George Kushiator is a lecturer in the Department of Communication Design at Kwame Nkrumah University of Science and Technology (Ghana), who is furthering his doctoral research on the integration of traditional and digital media techniques in artistic expression.  His artistic work is featured elsewhere in this newsletter.

 

Abraham Y. Mensah joins us from Kwame Nkrumah University of Science and Technology (Ghana), where he is a senior lecturer in Pharmacology.  His larger research interests concern the scientific justification for the folkloric uses of medicinal plants.
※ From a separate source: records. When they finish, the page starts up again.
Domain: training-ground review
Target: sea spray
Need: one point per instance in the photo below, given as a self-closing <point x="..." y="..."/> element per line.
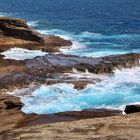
<point x="115" y="91"/>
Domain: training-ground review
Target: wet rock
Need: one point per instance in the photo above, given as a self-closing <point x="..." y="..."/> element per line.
<point x="13" y="73"/>
<point x="18" y="28"/>
<point x="132" y="108"/>
<point x="79" y="85"/>
<point x="15" y="32"/>
<point x="91" y="113"/>
<point x="11" y="104"/>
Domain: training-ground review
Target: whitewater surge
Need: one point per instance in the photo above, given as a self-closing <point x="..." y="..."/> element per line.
<point x="92" y="44"/>
<point x="114" y="91"/>
<point x="22" y="54"/>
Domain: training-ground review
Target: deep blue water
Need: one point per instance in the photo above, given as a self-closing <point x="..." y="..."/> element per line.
<point x="102" y="27"/>
<point x="97" y="28"/>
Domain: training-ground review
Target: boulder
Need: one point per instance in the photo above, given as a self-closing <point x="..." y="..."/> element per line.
<point x="132" y="108"/>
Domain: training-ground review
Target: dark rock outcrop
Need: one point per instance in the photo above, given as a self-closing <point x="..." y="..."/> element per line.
<point x="15" y="32"/>
<point x="91" y="113"/>
<point x="41" y="68"/>
<point x="19" y="29"/>
<point x="132" y="109"/>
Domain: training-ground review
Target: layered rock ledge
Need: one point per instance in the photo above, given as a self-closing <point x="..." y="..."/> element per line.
<point x="39" y="69"/>
<point x="16" y="33"/>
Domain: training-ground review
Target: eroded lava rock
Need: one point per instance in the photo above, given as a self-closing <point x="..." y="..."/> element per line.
<point x="15" y="32"/>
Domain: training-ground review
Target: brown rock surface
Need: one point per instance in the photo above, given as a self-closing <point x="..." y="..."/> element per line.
<point x="15" y="32"/>
<point x="91" y="113"/>
<point x="110" y="128"/>
<point x="41" y="68"/>
<point x="132" y="108"/>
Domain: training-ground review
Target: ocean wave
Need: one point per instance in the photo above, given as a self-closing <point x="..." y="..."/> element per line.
<point x="3" y="14"/>
<point x="22" y="54"/>
<point x="114" y="91"/>
<point x="92" y="44"/>
<point x="33" y="23"/>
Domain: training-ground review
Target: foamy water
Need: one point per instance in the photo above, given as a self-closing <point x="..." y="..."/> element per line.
<point x="92" y="44"/>
<point x="114" y="91"/>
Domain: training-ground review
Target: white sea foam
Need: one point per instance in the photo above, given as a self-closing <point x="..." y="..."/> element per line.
<point x="115" y="91"/>
<point x="32" y="23"/>
<point x="21" y="54"/>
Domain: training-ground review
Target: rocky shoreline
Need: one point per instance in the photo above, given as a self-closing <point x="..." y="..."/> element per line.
<point x="22" y="73"/>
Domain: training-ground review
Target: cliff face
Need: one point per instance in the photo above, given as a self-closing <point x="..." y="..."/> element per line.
<point x="15" y="32"/>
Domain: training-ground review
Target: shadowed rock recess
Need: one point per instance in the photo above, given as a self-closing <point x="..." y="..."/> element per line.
<point x="50" y="69"/>
<point x="15" y="32"/>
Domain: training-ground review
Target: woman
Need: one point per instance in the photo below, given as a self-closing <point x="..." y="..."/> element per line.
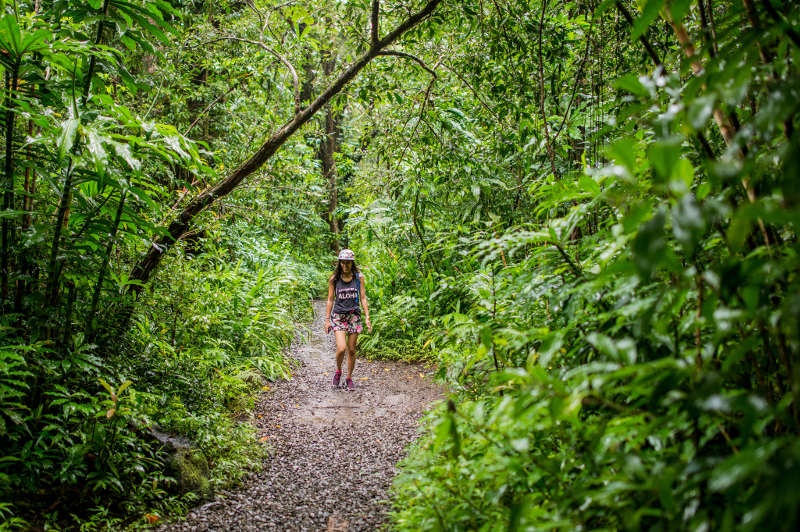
<point x="346" y="298"/>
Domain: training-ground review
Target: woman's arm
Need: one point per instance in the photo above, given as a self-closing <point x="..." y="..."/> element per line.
<point x="364" y="304"/>
<point x="329" y="305"/>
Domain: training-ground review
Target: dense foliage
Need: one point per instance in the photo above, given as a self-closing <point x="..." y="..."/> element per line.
<point x="585" y="213"/>
<point x="100" y="377"/>
<point x="601" y="235"/>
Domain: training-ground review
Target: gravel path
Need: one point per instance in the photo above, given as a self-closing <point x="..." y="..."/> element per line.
<point x="334" y="451"/>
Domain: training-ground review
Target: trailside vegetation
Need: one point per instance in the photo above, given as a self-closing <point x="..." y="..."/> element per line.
<point x="585" y="214"/>
<point x="154" y="257"/>
<point x="592" y="223"/>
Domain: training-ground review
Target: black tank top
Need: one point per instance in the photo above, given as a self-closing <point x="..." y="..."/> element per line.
<point x="346" y="297"/>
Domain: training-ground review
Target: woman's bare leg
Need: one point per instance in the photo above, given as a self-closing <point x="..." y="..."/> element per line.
<point x="341" y="348"/>
<point x="352" y="342"/>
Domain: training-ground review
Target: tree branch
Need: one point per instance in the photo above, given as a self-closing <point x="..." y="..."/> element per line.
<point x="143" y="270"/>
<point x="374" y="35"/>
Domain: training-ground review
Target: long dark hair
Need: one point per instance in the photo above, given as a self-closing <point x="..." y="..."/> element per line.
<point x="337" y="274"/>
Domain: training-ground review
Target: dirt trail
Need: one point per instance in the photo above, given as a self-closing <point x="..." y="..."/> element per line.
<point x="334" y="451"/>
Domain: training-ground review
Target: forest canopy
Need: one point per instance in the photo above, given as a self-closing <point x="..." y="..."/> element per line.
<point x="584" y="214"/>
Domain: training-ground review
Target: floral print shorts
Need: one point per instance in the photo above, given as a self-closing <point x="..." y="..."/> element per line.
<point x="349" y="322"/>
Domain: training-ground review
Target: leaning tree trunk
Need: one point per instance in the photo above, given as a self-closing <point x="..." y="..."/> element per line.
<point x="143" y="270"/>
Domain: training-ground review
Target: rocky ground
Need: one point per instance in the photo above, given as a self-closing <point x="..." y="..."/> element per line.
<point x="334" y="451"/>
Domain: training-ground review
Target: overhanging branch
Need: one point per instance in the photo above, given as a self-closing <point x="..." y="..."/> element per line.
<point x="143" y="270"/>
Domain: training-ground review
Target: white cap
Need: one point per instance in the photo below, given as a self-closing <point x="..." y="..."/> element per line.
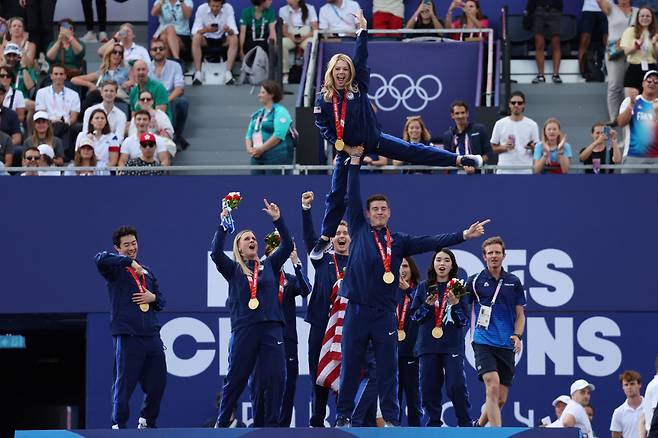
<point x="45" y="149"/>
<point x="581" y="384"/>
<point x="40" y="115"/>
<point x="563" y="398"/>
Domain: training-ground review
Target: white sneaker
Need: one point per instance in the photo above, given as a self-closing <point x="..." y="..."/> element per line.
<point x="89" y="37"/>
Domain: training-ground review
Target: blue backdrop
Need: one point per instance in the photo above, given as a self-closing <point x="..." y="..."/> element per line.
<point x="584" y="257"/>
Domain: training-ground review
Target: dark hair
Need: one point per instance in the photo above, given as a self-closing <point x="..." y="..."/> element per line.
<point x="121" y="232"/>
<point x="413" y="269"/>
<point x="458" y="103"/>
<point x="376" y="197"/>
<point x="273" y="88"/>
<point x="431" y="273"/>
<point x="90" y="126"/>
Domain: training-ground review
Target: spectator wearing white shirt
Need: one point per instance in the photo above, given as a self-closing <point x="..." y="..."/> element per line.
<point x="131" y="51"/>
<point x="61" y="103"/>
<point x="574" y="414"/>
<point x="115" y="116"/>
<point x="336" y="16"/>
<point x="299" y="22"/>
<point x="104" y="141"/>
<point x="214" y="27"/>
<point x="170" y="74"/>
<point x="130" y="148"/>
<point x="626" y="418"/>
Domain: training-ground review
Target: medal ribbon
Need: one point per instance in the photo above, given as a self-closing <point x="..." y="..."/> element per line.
<point x="386" y="257"/>
<point x="339" y="119"/>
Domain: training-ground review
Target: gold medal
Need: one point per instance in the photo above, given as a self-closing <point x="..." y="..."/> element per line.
<point x="253" y="303"/>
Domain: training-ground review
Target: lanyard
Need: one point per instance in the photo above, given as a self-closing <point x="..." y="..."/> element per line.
<point x="339" y="119"/>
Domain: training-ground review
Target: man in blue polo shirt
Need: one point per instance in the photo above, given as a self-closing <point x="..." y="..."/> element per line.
<point x="497" y="327"/>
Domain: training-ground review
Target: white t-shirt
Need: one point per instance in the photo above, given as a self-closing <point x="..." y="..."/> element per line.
<point x="340" y="19"/>
<point x="580" y="415"/>
<point x="131" y="147"/>
<point x="625" y="419"/>
<point x="524" y="131"/>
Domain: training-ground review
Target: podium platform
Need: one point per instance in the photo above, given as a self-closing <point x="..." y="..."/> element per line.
<point x="302" y="432"/>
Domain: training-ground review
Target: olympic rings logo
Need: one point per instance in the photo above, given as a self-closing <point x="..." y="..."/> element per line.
<point x="412" y="89"/>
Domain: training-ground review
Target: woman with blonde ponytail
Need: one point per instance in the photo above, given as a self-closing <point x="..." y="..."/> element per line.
<point x="256" y="316"/>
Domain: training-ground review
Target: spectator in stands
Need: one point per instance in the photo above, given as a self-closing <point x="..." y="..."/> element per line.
<point x="131" y="50"/>
<point x="604" y="149"/>
<point x="593" y="22"/>
<point x="14" y="98"/>
<point x="61" y="103"/>
<point x="170" y="74"/>
<point x="552" y="154"/>
<point x="46" y="160"/>
<point x="159" y="124"/>
<point x="16" y="35"/>
<point x="625" y="419"/>
<point x="214" y="27"/>
<point x="299" y="22"/>
<point x="336" y="16"/>
<point x="640" y="45"/>
<point x="115" y="116"/>
<point x="514" y="137"/>
<point x="638" y="116"/>
<point x="424" y="18"/>
<point x="147" y="146"/>
<point x="174" y="29"/>
<point x="268" y="138"/>
<point x="257" y="26"/>
<point x="547" y="24"/>
<point x="67" y="50"/>
<point x="130" y="147"/>
<point x="86" y="157"/>
<point x="31" y="157"/>
<point x="470" y="18"/>
<point x="42" y="133"/>
<point x="9" y="123"/>
<point x="105" y="142"/>
<point x="465" y="137"/>
<point x="101" y="13"/>
<point x="620" y="17"/>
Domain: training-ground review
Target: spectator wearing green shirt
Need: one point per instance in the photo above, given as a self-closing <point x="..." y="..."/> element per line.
<point x="268" y="140"/>
<point x="257" y="26"/>
<point x="144" y="82"/>
<point x="67" y="49"/>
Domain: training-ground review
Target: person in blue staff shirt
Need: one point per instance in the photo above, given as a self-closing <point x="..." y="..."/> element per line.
<point x="256" y="316"/>
<point x="346" y="119"/>
<point x="370" y="286"/>
<point x="135" y="298"/>
<point x="440" y="346"/>
<point x="407" y="333"/>
<point x="497" y="327"/>
<point x="328" y="270"/>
His work at U-M involves the isolation and characterization of bioactive compounds in such plants by using chromatographic and spectroscopic methods.

 

Sakhumzi Mfecane is a lecturer in the Department of Anthropology and Sociology at the University of the Western Cape (South Africa) who received his PhD from the Wits Institute for Social and Economic Research (WISER).  At U-M, he is working on the publication of several chapters from his dissertation, which centered on men, masculinities, and HIV/AIDS. 

 

Christopher Muhoozi is a lecturer in the History Department at Makerere University (Uganda), where he is also doing doctoral research on the social history of the interlacustrine region in East Africa.  At U-M, he continues his research on Ankole, Western Uganda, with a focus on the ethnic contestation between the Iru and Hima in the pre-colonial and colonial periods.

 

Adolphus Nippae is an instructor II in the Department of Electrical Engineering at the University of Liberia.  His research project at U-M is “Class J Radio Frequency Power Amplifier (RFPA) at High Frequency and Microwave Filters Design.”  He hopes to use these advanced design approaches in his teaching at U-L.  Nippae’s residency is part of the EHELD program, discussed elsewhere in the newsletter.

 

Sipokazi Sambumbu is a lecturer in the History Department at the University of the Western Cape (South Africa) who is engaged in doctoral research on the nature of the authorized heritage discourse in South Africa.  Continuing this research at U-M, she will focus on how a highly institutionalized heritage discourse is conceptualized, configured, and utilized within a range of institutions.

 

Andrew Ellias State comes to campus from the Department of Sociology and Anthropology at Makerere University (Uganda); his essay on teaching at Makerere can be found on page (INSERT PAGE).  His residency at U-M allows him to explore learning and teaching at US universities, particularly in regards to challenges in the learning process.

 

Jackson Tamba is an assistant professor and chairman of the Department of Electrical Engineering at the University of Liberia.  The author of many articles, Professor Tamba is currently writing a research paper on the relevance of renewable energy as a long-term energy solution for Africa.  His residency at U-M is part of the EHELD program discussed elsewhere in the newsletter.

 

Emmanuel Yamoah Tenkorang is a research fellow at the Institute for Development Studies, University of Cape Coast (Ghana), whose research focuses on environment and development.  At U-M, he is working on his PhD thesis, which analyzes how the interactions between mining governance institutions, traditional institutions, and other authorities affect local-level development in resource-rich communities.